A revogação, publicada no Diário Oficial da União, foi assinada pelo presidente Jair Bolsonaro, pelo ministro da Economia, Paulo Guedes, e pela ministra da Agricultura, Tereza Cristina. A medida contraria a visão de cientistas da área, de ambientalistas e até de parte do setor produtivo.

No anúncio, feito em cerimônia no Palácio do Planalto que marcou os 300 dias de governo, foi dito que o objetivo era simplificar e desburocratizar o plantio de cana-de-açúcar. "De um lado, o decreto encontrava-se defasado após a aprovação do Código Florestal. De outro, novas tecnologias no uso racional da água, como gotejamento e fertirrigação, e o desenvolvimento de novos equipamentos de colheita mecanizada indicavam que os parâmetros que subsidiaram o zoneamento não eram mais sustentáveis em razão das novas tecnologias no uso racional de água e o desenvolvimento de novos equipamentos da colheita mecanizada", informou o Ministério da Agricultura.

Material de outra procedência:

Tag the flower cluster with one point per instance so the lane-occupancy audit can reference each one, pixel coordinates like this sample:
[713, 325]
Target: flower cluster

No fim de agosto, quando a Amazônia enfrentava as piores queimadas para aquele mês dos últimos nove anos, Bolsonaro chegou a dizer que atenderia a um pedido de Tereza Cristina para ampliar as áreas de plantio e estava ciente da possível repercussão ruim. Diante das discussões no governo federal, pesquisadores da Universidade Federal de Minas (UFMG) encaminharam um estudo ao Ministério da Agricultura, reforçando que há no Brasil área suficiente para a expansão da cana sem precisar avançar sobre os dois biomas. "O etanol é o único biocombustível de primeira geração aceito pela União Europeia, Japão e outros países como medida de redução das emissões de efeito estufa", comenta o pesquisador Raoni Rajão, que liderou a análise enviada.

"O etanol de milho, por ter um balanço energético menos vantajoso, ou seja, emite gases de efeito estufa em proporção maior do que remove durante o crescimento, é excluído. Isso significa que o Brasil tem uma vantagem competitiva importante perante seus concorrentes, contanto que possa garantir que a cana não gere desmatamento." "A manutenção desse zoneamento é condição necessária para que a União Europeia mantenha a cota (futura) de importações de 850 milhões de litros do Mercosul", continua o pesquisador.

Ele fez um outro estudo, encomendado pela Comissão Europeia, que apontou que a cana só é de baixo impacto justamente por causa do zoneamento mais restritivo. Nessa análise, ele demonstrou também que o bioma amazônico é pouco favorável ao plantio de cana. O Brasil tem cerca de 10 milhões de hectares de área plantada com cana-de-açúcar - 5 milhões na Mata Atlântica, 4,8 milhões no Cerrado (em ambos os casos, principalmente em São Paulo e Minas). A Amazônia abriga apenas 144 mil hectares, cerca de 1,5% do total da área plantada no Brasil, com as plantações concentradas no sul de Mato Grosso.

Para o engenheiro agrícola Eduardo Assad, da Embrapa, que elaborou o zoneamento há dez anos, a decisão é "lamentável". Ele e colegas elaboraram o mapeamento a pedido do então governo Lula, que queria saber qual era a possibilidade de expansão da cana no País. "Pediram para buscarmos essa possibilidade e encontramos 54 milhões de hectares a mais por onde poderia ocorrer essa expansão", explica.

Explicações

O Ministério da Agricultura divulgou, na terça-feira, esclarecimentos para o setor. Afirmou que a revogação "teve como objetivo permitir o retorno de investimentos ao setor sucroenergético, suspensos desde 2009, com objetivo de ampliar o fornecimento de energias e combustíveis renováveis em regiões que carecem de abastecimento destes produtos, como Nordeste e Amazônia".

Ressaltou que "a questão não deve ser compreendida como permissiva de novos desmatamentos", uma vez que o contexto atual seria diferente de 2009. "Atualmente contamos com o Código Florestal e principalmente o programa Renovabio (programa federal de incentivo aos biocombustíveis), que não permitirá certificar usinas que consomem cana produzida em área após 2018", disse a pasta.

O ministério também argumentou que há diversas usinas de etanol de milho que recebem crédito naquela região, mas não as de cana. "Portanto, não há motivos para suspender o crédito a essas usinas que já estão estabelecidas nessas regiões."